Teaching an online course: embedding digital copyright

Isle of Wight sunriseI’ve had a busy few weeks with my regular job, various Information Literacy Group tasks, copyright-related projects, and no less than three external events: APT in Greenwich, the CILIP Conference in Liverpool and a UnionLearn meeting where I spoke about IL. On top of this I have spent the last 6 weeks running an online course, Teaching in a Digital Age (TIDA). I followed the 23 Things for Libraries courses that ran several years ago at Cambridge and at Oxford. I wanted to launch one at that time at LSE for teaching staff, and so to get the opportunity to do this for my International Programmes secondment has been fascinating, a lot of fun and a real learning experience for me. I have over 20 students on the course from India, Malta, Malaysia and the UK. Every Monday and Friday I’ve been scheduling the new blog posts to go live and sending emails to gently encourage students to stay engaged. The most difficult part of the course, aside from the rather fast pace, has been keeping up with the students’ blogs! I wondered if they would take to blogging, but the vast majority really seem to have got stuck in! You can see all the students listed on the TIDA blogroll.

I have to say, the week I was most excited about was teaching them about Creative Commons and finding open educational resources, and to many of the teachers it seems to have been a real eye opener.
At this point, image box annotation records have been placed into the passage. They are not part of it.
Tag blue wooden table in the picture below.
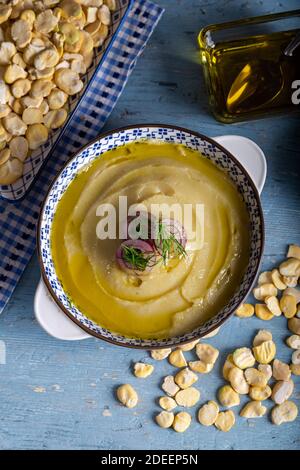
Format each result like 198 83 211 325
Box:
0 0 300 449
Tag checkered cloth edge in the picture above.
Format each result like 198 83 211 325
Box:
0 0 164 312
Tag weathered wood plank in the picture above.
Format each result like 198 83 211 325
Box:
0 0 300 449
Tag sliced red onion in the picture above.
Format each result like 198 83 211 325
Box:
120 212 157 244
155 219 187 252
116 240 156 272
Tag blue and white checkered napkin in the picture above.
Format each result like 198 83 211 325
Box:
0 0 163 313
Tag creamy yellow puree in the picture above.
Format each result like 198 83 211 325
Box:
51 142 249 339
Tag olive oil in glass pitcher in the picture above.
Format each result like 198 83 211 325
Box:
198 10 300 123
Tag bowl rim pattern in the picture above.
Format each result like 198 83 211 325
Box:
37 123 265 350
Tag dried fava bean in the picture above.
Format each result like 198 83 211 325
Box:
117 384 138 408
161 375 179 397
44 108 68 129
33 47 59 72
30 78 55 98
34 10 58 34
10 19 32 48
203 327 220 339
257 271 272 286
232 348 255 369
279 258 300 276
0 104 10 118
79 31 94 57
222 354 236 380
218 385 240 408
173 411 192 432
2 113 27 135
253 341 276 364
235 304 254 318
0 148 10 165
98 5 111 26
11 78 31 98
253 330 273 346
198 400 219 426
11 99 24 116
21 96 43 108
0 41 17 65
255 304 274 320
272 379 294 405
0 81 10 104
159 397 177 411
178 339 200 351
9 136 28 162
86 7 98 24
288 317 300 335
175 367 198 390
155 411 174 428
0 123 8 143
290 364 300 375
28 67 55 80
26 124 48 150
196 343 219 364
271 269 286 290
287 245 300 259
280 294 297 318
284 287 300 304
245 367 267 388
39 100 49 116
175 387 200 407
189 361 214 374
286 335 300 349
265 295 281 317
273 359 291 380
168 349 187 367
134 362 154 379
48 88 68 109
22 38 45 65
257 364 272 381
22 108 43 125
240 401 267 418
0 5 12 24
271 401 298 425
253 283 277 300
60 0 82 19
282 276 298 287
228 366 249 395
4 64 27 84
292 350 300 366
150 348 172 361
249 385 272 401
54 69 83 95
20 9 36 25
0 158 23 184
214 410 235 432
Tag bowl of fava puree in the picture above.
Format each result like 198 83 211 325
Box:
38 125 264 349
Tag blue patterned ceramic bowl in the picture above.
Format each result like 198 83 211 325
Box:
38 124 264 349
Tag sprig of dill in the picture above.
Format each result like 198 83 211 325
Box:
122 245 153 271
157 222 187 265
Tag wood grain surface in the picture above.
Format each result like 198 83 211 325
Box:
0 0 300 449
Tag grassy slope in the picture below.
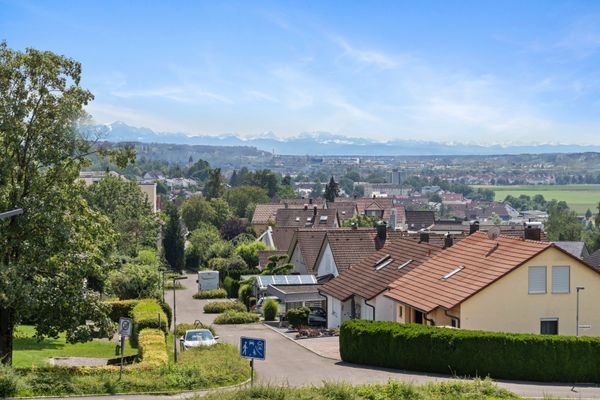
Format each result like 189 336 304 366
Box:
474 185 600 213
195 379 519 400
13 325 137 368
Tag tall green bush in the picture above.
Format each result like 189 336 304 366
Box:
286 307 310 328
130 300 168 346
263 299 279 321
342 320 600 382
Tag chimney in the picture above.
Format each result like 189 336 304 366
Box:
469 221 479 235
390 208 398 231
523 226 542 242
377 221 387 245
444 232 454 249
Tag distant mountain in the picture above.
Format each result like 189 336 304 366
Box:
84 122 600 156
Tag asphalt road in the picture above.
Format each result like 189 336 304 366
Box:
44 275 600 400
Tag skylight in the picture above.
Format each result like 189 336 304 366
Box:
375 254 394 271
398 259 414 270
442 265 465 281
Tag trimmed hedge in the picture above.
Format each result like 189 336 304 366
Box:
129 299 168 346
285 307 310 329
340 320 600 383
204 301 246 314
106 300 140 322
263 299 279 321
214 311 260 325
138 329 169 368
193 289 227 299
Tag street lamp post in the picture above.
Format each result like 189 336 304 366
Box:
173 276 187 364
575 286 585 336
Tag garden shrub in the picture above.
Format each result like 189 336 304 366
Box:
0 364 19 398
130 299 168 346
340 320 600 383
204 301 246 314
215 310 260 325
263 299 279 321
175 322 217 337
106 300 140 322
193 289 227 299
286 307 310 328
223 276 240 299
138 328 169 368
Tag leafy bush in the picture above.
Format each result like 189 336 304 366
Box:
238 284 252 310
204 301 246 314
235 242 269 268
340 320 600 382
286 307 310 328
106 263 160 300
0 364 19 398
263 299 279 321
175 322 217 337
106 300 139 322
193 289 227 299
215 310 260 325
223 276 240 299
130 300 168 346
138 329 169 368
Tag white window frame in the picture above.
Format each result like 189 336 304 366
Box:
552 265 571 294
527 265 548 294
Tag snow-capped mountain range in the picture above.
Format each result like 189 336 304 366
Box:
84 122 600 156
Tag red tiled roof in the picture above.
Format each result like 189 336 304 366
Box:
386 232 553 312
275 206 337 228
321 239 441 301
288 229 327 274
252 203 284 225
271 226 297 251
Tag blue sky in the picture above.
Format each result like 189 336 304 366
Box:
0 0 600 145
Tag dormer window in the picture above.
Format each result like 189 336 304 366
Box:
441 265 465 281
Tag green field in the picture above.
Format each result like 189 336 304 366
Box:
474 185 600 213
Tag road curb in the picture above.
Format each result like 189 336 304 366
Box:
7 378 250 400
262 322 342 361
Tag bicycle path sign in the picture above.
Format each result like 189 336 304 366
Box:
240 336 267 360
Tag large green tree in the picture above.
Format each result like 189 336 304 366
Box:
163 203 185 272
0 43 131 364
85 175 157 256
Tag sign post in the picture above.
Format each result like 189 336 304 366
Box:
240 336 267 386
119 317 133 380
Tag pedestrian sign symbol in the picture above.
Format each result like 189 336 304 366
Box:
240 336 267 360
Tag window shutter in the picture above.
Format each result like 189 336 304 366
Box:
552 265 571 293
529 267 546 293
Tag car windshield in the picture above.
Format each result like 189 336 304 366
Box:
185 331 213 342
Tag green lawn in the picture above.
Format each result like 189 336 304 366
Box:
474 185 600 214
13 325 137 368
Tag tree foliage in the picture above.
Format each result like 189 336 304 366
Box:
163 203 185 271
85 175 157 255
0 43 133 364
323 176 340 203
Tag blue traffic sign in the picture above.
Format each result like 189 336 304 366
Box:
240 336 267 360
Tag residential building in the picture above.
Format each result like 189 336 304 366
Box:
320 238 441 328
385 232 600 336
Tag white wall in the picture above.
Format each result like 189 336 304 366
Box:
290 246 308 275
317 243 338 276
327 296 342 329
376 292 397 321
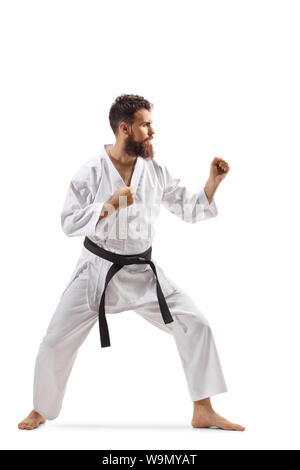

And what a great way to demonstrate that understanding about copyright and licenses is a fundamental part of being a digital teacher. I’ve collected together some of the posts from the teachers on this topic below, as I think reading their reflections say a lot about how to teach copyright to academics – make it relevant, timely and straightforward, but most of all embed it in the course!

The course continues for another week – this week’s topic is managing information and getting organised exploring tools such as Dropbox, Evernote, Zotero and the concept of tagging.